Thursday, 27 September 2012

4 Weeks

I think a picture shows this best.

At the moment I'm feeling pretty good. I can feel a fullness in my belly, and my breasts and nipples have been quite sore. I've also been going to bed quite early for the past week or so.

I was too excited to sleep last night after doing the test so I got up and started knitting. With 6 months of preconception care I've had plenty of time to think about things and plan what I want to make for the baby.

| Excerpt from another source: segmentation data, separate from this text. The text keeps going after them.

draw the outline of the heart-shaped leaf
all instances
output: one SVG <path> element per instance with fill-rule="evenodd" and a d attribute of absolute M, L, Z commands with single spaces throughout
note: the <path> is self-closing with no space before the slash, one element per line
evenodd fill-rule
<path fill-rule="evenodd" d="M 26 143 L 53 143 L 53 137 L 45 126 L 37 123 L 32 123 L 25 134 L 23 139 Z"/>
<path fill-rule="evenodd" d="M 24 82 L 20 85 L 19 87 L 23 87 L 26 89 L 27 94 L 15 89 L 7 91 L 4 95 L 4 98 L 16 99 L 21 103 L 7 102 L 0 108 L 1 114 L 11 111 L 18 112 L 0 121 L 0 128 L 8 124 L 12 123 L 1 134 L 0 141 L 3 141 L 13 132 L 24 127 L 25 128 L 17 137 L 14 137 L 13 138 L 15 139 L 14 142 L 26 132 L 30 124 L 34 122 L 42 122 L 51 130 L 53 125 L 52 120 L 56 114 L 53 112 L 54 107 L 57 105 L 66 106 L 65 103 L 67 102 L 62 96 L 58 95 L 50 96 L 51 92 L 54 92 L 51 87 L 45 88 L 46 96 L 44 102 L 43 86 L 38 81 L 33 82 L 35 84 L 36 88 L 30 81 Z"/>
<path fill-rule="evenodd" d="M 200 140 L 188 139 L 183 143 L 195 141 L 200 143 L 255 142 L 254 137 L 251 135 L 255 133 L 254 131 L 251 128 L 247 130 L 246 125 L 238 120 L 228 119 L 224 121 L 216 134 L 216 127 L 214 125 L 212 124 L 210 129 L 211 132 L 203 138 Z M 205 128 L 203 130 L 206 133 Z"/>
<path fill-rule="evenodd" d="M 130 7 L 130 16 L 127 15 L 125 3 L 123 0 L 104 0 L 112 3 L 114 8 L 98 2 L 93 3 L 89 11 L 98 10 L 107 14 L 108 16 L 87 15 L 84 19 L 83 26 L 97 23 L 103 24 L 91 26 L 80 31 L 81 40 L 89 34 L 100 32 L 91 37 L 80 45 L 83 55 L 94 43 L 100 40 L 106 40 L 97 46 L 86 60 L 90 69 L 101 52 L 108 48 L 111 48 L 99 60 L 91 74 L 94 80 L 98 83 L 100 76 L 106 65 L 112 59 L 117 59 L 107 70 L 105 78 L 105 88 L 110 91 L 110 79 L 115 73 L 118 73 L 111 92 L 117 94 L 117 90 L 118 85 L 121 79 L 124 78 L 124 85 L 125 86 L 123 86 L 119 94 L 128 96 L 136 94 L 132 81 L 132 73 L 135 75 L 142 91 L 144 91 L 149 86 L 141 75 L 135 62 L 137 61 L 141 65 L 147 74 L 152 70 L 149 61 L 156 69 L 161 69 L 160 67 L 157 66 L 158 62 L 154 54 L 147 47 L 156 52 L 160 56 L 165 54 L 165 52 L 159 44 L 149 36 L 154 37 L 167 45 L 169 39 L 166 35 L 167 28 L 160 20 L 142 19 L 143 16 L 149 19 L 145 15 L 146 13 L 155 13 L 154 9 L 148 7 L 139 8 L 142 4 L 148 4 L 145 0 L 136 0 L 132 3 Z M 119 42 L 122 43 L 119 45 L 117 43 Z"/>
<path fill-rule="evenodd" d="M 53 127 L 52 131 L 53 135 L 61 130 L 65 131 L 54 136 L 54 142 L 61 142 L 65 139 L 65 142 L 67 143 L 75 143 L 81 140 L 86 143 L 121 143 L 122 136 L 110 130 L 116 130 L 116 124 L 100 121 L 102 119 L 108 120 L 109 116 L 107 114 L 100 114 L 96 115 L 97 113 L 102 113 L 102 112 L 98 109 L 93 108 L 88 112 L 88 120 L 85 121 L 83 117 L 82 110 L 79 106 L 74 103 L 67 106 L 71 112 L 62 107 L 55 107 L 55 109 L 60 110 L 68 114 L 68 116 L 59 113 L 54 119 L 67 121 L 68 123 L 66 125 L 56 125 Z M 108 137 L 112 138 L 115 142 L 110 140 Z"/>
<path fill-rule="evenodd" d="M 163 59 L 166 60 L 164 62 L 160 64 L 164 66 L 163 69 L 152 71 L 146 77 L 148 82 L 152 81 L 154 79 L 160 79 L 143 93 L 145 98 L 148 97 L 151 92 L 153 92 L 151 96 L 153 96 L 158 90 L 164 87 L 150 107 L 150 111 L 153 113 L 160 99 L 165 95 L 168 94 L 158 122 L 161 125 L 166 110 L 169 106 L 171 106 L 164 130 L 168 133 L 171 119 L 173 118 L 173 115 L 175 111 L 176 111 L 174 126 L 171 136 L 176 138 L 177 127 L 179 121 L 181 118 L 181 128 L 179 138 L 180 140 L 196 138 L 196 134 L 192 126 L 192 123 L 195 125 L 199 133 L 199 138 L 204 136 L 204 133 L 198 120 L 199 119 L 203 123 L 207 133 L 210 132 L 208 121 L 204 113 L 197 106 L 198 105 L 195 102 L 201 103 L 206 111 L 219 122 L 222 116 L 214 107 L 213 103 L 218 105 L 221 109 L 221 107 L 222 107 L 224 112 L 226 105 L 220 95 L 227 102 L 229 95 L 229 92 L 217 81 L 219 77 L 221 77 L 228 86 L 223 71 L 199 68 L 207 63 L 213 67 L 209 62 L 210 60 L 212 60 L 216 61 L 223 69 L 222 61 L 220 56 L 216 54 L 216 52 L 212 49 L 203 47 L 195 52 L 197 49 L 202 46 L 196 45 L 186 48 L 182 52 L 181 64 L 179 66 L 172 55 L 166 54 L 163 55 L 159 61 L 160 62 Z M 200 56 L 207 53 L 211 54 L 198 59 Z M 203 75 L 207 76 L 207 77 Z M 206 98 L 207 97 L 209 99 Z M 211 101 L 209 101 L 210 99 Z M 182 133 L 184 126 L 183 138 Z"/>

I'm so proud of my husband for giving up his addiction to caffeine for 6 months so that we could make sure both of us were as healthy as we could be before we tried to conceive. Dave and I are generally pretty healthy, so all we really needed to do was stop having coffee and the occasional cider for a few months. For those interested in looking into preconception care and giving their future child the best start in life I recommend reading The Natural Way to Better Babies' by Francesca Naish and Janette Roberts.
Here's a link...

Here's me and my belly at 4 weeks. Little baby-to-be is only the size of a poppy seed, how cute!
I worked out when the baby is due, it's going to be a late May/ early June baby.

A Bit of History

I am one of five children- all birthed at home. I was born in the summer of 1985 on the lounge room floor of our Sydney north shore home. For Mum I was baby number two.
Homebirth has been a pretty significant part of my life. I remember waking up the night my mother went into labour with my brother. I was ushered back to bed but in the morning I was proud to announce to my siblings that our baby had been born and we snuck a peak into the bedroom where Mum and our baby brother were fast asleep.
Our youngest brother was born when I was twelve. Being there for the birth was amazing. My brother was an unexpected breech, not even the midwife suspected it until his bottom presented first. I’m so lucky that I go to experience my mother’s pregnancy and birth for what it is and what it should be- a natural process free from fear and unnecessary medical intervention. I believe that doctors and hospitals have a place-a very important and possibly life saving place- but not for women with low risk pregnancies. Doctors induce so much fear around pregnancy and actually cause a whole lot of complications that could be avoided if the woman was in a supported, comfortable and safe environment where she felt empowered and was encouraged to trust in her body.
I became pregnant when I was 21. It wasn’t exactly planned but I was more than ready to become a mother. I have been lucky enough to have a very supportive (now) husband who supported my wish for a pregnancy and birth free from medical intervention. I practiced yoga everyday throughout my pregnancy and made sure I ate really well and listened to my body’s needs. After a five-and-a-half hour labour I gave birth to our daughter (on her due date) in a birthing pool in the bedroom of our little unit by the ocean in Adelaide. Dave and I had the support of an amazing midwife and well as my amazing mother and mother-in-law and I am happy to say that it was a beautiful experience.

Growing up, we were always different. Both my parents are health conscious and chose to bring my siblings and I up as vegetarians. As a child I just accepted that this was how we lived (as all children do) so it wasn’t until I hit my teens that I really started to think about what being a vegetarian meant and really believing that this was what I wanted to continue to support for the world and my body.
I spent a year living in a caravan by the sea when I was 20 and during that time I did a lot of reading. It was then that I decided to become vegan. I was vegan for five years- a period that includes when I was pregnant and breast fed my daughter. I would whole heartedly continue to be vegan if it wasn’t for being diagnosed with Coeliacs disease and developing an intolerance to several other foods- one of which is soy. Eating just became too hard and not very fun. The decision to go back to being a vegetarian was a tough one but I believe it was necessary for my health. I’ve never eaten eggs and these days I try to buy only organic dairy as this is better for myself and my family’s health and it is better for the animals involved and our earth.

I grew up in a very creative family. My dad is an artist and musician and my mum has always made clothes and taught us to crochet and sew and to be creative in general. I consider myself pretty lucky to have been exposed to such wonderful things in my childhood because it’s those years that shape your life forever.

I finally completed my university degree at the end of 2011 and am now a qualified Primary School teacher. I also completed my yoga teacher training at the end of 2011 and I specialise in pre- and post-natal yoga and yoga for infants, children and teens. I am looking forward to drawing upon my knowledge and past experiences of pregnancy, birth, parenting, yoga, food, and all things creative as I go through my pregnancy and birth the second time round.